Solved ...
On January 13, 2010 1:06:10 PM -0500 Wietse Venema <wie...@porcupine.org>
wrote:
Well, if you can provide unmodified evidence, then people
can look into this.
Yeah unfortunately as I said, I couldn't do that. And anyway I wasn't
looking for folks to fix my problem so much as have the discussion so
I could get help letting me know where to look. In the first place
I got sidetracked because the only discussion I found on multiple
PTR records (and it was a recent discussion) was that postfix did
not handle them and had no intentions of doing so. I learned that
was wrong and hopefully the next person to search for that problem
will find these threads and see postfix does handle them in the only
way that makes sense.
I won't bore you with all the details, and they are numerous, except
to say that I have learned that I have to trust my skills in debugging.
I let clues go right by because I just assumed I must not be running
the tools correctly (tcpdump, sotruss, etc). But I have vast experience
and really I should have had confidence that I do know what I'm doing.
It turns out that the problem was a firewall rule. My MX host is in
a DMZ (natch) but my resolvers are inside. There is a udp/53 hole
in the firewall. But because this was such a large PTR record,
the nameserver indicated truncation and the resolver had to go to TCP.
Now most of those records would be thrown away so it doesn't matter,
but the resolver doesn't know that. Normally I configure (patch) named
to use a very large truncation threshold; I think the default is very
low, 500 bytes or so and in this case I would normally set it to
8900-ish since we are jumbo frames everywhere. Then this problem
wouldn't have come up, at least not at this time. But for reasons I
don't know anymore, this named is just a vanilla named.
I do have some suggestions for postfix; things that would have helped
me solve this much sooner and maybe would be useful in general.
1) It makes absolute sense that postfix not start logging a connection
until a name lookup has been done. But if that name lookup takes a
"very long" time, along with the connect postfix should log how long
ago the actual connect was. Syslog will of course only log the current
time, ie the time the log message is received, however the actual
connect may have been eons ago and the timestamp is now "wrong". Not
just for this specific case, but in general it helps if the connect
time is recorded for purposes of log correlation. I would say that
if the time since connect() and the return of getnameinfo() is more
than 1s, the delta should be logged. postfix already keeps timing info
so I would hope that this additional info isn't an extensive change.

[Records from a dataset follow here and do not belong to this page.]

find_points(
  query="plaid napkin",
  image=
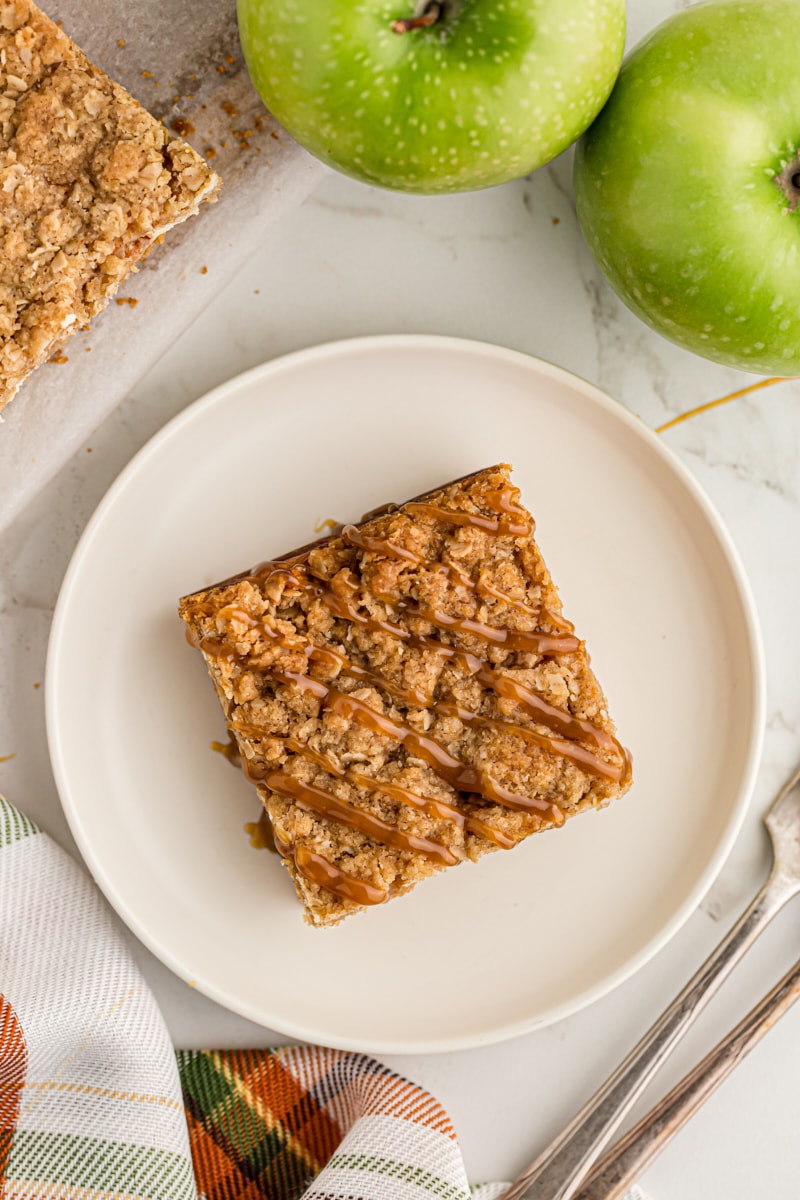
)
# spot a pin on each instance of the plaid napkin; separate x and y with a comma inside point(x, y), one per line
point(95, 1104)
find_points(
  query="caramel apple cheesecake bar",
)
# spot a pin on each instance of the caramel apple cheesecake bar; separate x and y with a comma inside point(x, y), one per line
point(89, 181)
point(407, 695)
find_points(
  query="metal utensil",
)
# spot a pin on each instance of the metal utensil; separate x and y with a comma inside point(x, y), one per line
point(559, 1170)
point(627, 1158)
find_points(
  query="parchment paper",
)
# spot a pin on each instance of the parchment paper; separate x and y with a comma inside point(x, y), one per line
point(181, 59)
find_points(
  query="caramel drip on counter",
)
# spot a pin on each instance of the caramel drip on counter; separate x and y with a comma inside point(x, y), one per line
point(326, 804)
point(500, 526)
point(260, 834)
point(318, 870)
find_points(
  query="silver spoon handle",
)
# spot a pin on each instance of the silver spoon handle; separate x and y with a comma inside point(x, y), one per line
point(560, 1170)
point(632, 1155)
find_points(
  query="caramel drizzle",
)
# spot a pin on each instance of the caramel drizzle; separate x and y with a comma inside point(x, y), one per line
point(326, 804)
point(353, 537)
point(456, 773)
point(501, 526)
point(320, 871)
point(564, 724)
point(429, 805)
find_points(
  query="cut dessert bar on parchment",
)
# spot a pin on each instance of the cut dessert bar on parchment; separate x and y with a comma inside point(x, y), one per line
point(89, 180)
point(407, 695)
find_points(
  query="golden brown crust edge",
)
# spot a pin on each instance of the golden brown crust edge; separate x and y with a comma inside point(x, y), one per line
point(89, 180)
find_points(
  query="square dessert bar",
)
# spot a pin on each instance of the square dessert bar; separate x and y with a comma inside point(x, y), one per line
point(89, 181)
point(405, 695)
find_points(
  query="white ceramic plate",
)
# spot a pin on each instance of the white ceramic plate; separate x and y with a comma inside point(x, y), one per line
point(647, 573)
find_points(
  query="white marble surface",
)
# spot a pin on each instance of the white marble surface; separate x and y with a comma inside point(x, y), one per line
point(494, 267)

2) There is something going on where postfix wasn't logging connects
from my test host, which sent FIN instead of the actual problem host
which was sending RST. My guess would be that postfix is blocking on
getnameinfo() so I don't see how the status of the client connection
even comes into play, but it is curious.
For (2) you can probably reproduce it by creating a host with many
PTR records and blocking tcp/53 from the test postfix server. I'm
sorry that I can't spend any more time on this to provide testing
help (if you even want to pursue it). I'm swamped right now with
active directory problems and this problem was just an emergency
that came up.
-frank